Friends who shared that night always recalled it—we hear it to this day—as the best party they’d ever attended. Lyn would shudder when she heard that. “That party was about you, the producer,” she’d say. “You didn’t intend it that way, but it wasn’t ours. It was yours.” We talked often over the ensuing years about the night of our 145th but I never understood what she meant, let alone agreed with her—to
my mind, if it was anybody’s night it was hers. It wasn’t until that moment alone at The Gulley, thinking it through and adding it up, that I finally understood her hurt. Daughter Kate had to take the microphone from me to make the only toast that night besides mine. Should Lyn have had to do the same, at our party?
I got it. Didn’t I say somewhere it is hard to be a human being?
• • •
MY KIDS AND LYN returned from their walk and as I saw them I recalled a long-ago walk in the same woods with Martin Marty, who officiated at our marriage. I’d asked him for the shortest definition of worship. “One word,” he’d replied. “Gratitude.”
I drank in my family to the fullest and gratitude owned me. To see my six kids come so lovingly together, despite the different mothers and the years that separate them, then to see another version of it with my younger children, Ben, Madeline, and Brianna, and my fabulous grandchildren, Daniel, Noah, Griffin, and Zoe, and add Lyn, my love of loves to the mix, and there has to be something beyond gratitude.

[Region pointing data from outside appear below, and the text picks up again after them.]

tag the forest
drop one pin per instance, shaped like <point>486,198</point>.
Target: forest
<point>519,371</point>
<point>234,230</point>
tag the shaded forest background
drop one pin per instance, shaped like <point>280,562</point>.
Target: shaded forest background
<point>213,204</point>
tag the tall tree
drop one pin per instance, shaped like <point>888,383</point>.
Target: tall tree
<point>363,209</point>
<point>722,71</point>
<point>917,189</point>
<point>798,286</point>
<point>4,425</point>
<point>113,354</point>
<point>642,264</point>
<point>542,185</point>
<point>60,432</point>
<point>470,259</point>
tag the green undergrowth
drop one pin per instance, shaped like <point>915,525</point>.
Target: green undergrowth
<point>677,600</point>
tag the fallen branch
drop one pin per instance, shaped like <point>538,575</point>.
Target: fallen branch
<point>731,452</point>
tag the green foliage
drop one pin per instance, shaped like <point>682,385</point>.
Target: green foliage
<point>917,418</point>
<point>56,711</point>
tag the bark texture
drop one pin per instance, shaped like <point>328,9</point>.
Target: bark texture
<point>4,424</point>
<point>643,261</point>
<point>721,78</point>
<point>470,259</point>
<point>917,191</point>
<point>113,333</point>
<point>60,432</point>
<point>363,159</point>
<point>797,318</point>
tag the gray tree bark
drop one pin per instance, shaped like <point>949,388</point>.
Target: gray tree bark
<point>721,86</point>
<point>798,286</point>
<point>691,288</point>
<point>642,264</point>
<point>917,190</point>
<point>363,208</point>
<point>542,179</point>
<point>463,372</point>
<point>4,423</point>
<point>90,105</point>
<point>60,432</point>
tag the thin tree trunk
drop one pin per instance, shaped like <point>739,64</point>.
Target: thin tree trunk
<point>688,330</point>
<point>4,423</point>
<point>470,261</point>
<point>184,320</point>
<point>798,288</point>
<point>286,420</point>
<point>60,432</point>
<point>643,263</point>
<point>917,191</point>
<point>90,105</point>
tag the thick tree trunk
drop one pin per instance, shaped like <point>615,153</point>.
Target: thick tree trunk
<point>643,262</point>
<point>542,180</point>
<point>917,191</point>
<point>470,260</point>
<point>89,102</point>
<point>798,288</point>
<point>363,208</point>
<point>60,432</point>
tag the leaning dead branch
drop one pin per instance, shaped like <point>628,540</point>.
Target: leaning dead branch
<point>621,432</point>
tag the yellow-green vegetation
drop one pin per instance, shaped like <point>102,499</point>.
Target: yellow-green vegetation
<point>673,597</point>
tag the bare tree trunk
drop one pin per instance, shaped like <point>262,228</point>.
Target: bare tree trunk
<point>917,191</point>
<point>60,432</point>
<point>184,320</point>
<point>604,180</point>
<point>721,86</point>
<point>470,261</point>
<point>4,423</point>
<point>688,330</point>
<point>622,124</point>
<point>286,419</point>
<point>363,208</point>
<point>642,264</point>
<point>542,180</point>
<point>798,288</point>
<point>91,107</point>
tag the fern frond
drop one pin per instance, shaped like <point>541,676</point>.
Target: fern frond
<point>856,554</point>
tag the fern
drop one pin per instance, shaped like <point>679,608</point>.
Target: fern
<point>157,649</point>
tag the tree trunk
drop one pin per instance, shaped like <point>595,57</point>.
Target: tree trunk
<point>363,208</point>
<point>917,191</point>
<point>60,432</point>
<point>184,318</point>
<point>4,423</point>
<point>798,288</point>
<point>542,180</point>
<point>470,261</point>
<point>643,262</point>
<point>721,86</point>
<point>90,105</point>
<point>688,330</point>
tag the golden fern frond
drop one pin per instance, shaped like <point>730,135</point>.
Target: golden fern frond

We sat about raking over our memories—our family vacations at Necker Island in the British Virgin Islands; in the Mediterranean on a lovely yacht; cruising the coast of Turkey and the Greek Islands; on the canals in Venice; on safari in Africa; and of course every minute we’ve spent together at The Gulley. It was impossible at my age to think about the past without speculating about the future, too, and foremost on my mind as I noodled that future were my son and young daughters and my wonderful grandchildren.